Revised Opinions of 3D Printing

I need to revise my 3D printing ≠ digital reproduction post, which at the time was meant to balance some optimism surrounding 3D printing. This revision prompted by reading this old opinion piece on why the internet will never be awesome. The piece reads like a point by point outline of every major web 2.0 company to emerge in the past decade. In other words, by spelling out the limitations of the current technology, we actually create the list of business opportunities that can bring the technology to maturity.

So, my complaints about 3D printing are more of a bulleted list on the remaining barriers to the world of free plastic parts for all. The technical challenges are far from insurmountable. Printers like the "Up!" and BFB-3k* printer are already marketed as being almost plug-and-play, and MakerBot is making steady progress toward this goal.

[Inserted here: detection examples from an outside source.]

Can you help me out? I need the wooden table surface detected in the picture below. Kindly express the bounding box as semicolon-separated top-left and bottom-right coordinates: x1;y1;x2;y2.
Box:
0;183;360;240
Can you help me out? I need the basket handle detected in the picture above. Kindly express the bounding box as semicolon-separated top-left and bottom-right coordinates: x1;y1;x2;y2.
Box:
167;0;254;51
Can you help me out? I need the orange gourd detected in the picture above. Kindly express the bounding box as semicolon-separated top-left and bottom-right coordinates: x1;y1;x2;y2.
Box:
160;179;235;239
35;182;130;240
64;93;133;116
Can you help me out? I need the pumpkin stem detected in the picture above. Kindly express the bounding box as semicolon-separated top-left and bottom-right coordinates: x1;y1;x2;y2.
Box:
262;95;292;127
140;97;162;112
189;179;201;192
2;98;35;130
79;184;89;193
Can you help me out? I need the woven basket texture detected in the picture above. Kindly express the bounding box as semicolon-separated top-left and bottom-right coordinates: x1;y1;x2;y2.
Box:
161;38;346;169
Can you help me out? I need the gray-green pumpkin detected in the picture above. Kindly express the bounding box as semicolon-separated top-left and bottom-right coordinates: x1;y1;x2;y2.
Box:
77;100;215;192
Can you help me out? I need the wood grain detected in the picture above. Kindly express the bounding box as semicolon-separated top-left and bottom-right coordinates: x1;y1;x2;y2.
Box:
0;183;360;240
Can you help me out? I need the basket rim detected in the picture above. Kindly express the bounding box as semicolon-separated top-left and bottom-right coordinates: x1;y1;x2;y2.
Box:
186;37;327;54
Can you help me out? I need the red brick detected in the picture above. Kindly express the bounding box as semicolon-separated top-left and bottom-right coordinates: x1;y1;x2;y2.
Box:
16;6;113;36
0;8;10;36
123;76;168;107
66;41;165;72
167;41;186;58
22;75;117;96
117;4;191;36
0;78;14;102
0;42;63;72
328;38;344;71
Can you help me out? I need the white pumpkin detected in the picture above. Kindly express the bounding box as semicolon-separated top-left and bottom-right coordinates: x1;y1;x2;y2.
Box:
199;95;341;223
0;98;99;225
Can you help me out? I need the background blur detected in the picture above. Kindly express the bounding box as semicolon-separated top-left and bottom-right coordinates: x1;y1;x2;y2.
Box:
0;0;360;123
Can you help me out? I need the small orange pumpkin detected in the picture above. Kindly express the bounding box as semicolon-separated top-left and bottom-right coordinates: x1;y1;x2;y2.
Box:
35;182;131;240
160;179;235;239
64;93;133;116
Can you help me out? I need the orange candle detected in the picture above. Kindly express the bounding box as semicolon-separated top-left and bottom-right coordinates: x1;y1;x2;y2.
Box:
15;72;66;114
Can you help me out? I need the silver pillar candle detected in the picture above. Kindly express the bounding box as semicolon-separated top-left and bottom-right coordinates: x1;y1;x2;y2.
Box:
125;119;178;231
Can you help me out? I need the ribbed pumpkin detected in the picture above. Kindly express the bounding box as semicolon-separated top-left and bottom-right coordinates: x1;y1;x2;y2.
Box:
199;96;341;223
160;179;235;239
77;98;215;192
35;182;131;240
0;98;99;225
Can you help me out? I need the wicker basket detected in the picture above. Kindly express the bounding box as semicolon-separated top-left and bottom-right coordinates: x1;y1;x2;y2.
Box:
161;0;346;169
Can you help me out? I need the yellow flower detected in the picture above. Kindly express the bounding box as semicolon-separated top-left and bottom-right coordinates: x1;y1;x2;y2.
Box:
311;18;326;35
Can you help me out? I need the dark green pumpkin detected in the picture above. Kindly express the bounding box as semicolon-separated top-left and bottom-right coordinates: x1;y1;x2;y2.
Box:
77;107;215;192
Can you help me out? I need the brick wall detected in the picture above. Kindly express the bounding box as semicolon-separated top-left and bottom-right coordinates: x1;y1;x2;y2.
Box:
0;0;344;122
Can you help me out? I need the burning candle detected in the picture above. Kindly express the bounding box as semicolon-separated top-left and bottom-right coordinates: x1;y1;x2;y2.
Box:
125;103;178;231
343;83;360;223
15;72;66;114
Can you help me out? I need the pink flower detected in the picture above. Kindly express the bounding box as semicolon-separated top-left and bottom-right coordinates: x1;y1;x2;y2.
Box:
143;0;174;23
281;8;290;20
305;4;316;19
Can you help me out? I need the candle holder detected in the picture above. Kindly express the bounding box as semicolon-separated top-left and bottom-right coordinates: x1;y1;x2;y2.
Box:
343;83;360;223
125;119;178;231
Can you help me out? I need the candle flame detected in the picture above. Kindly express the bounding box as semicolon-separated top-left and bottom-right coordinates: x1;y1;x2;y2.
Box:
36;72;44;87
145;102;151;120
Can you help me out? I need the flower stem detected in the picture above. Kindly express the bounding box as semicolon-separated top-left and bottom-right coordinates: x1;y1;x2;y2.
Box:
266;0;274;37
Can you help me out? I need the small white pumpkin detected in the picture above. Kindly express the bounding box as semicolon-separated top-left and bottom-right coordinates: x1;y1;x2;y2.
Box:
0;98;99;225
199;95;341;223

Here is a quick off the top of my head idea of what it takes to make a consumer-ready 3D printer :

  • pre-assembled, compact design.
  • no open or exposed stages: think microwave oven
  • reproducible design so that one calibration file works for the entire line
  • proper, reliable stage ( so that the machine can zero itself with 100% reliability )
  • streamlined control hardware ( MakerBot doesn't need all of the RepRap circuitry, cutting out the extra components will simplify construction and reduce cost )
  • enclosed electronics
  • easy to use GUI for printing objects
  • critical mass of applications
In other words, the difference between MakerBot and professional printers is maybe a year's worth of focused engineering to make the existing design highly reliable and low cost. We could have in-home easy 3D printing within a couple years, assuming production of such a device would be profitable. But, the nice thing about MakerBots is they are open source and so don't suffer from some of the backwards incentives of closed-source products. Just think of MakerBot ( at least the older Cupcake models ) as the Altair 8800 of 3D printing : basic, taking weeks or months to build yourself, and nothing works reliably. Hopefully the 3D printer analogue to the Macintosh will surface soon.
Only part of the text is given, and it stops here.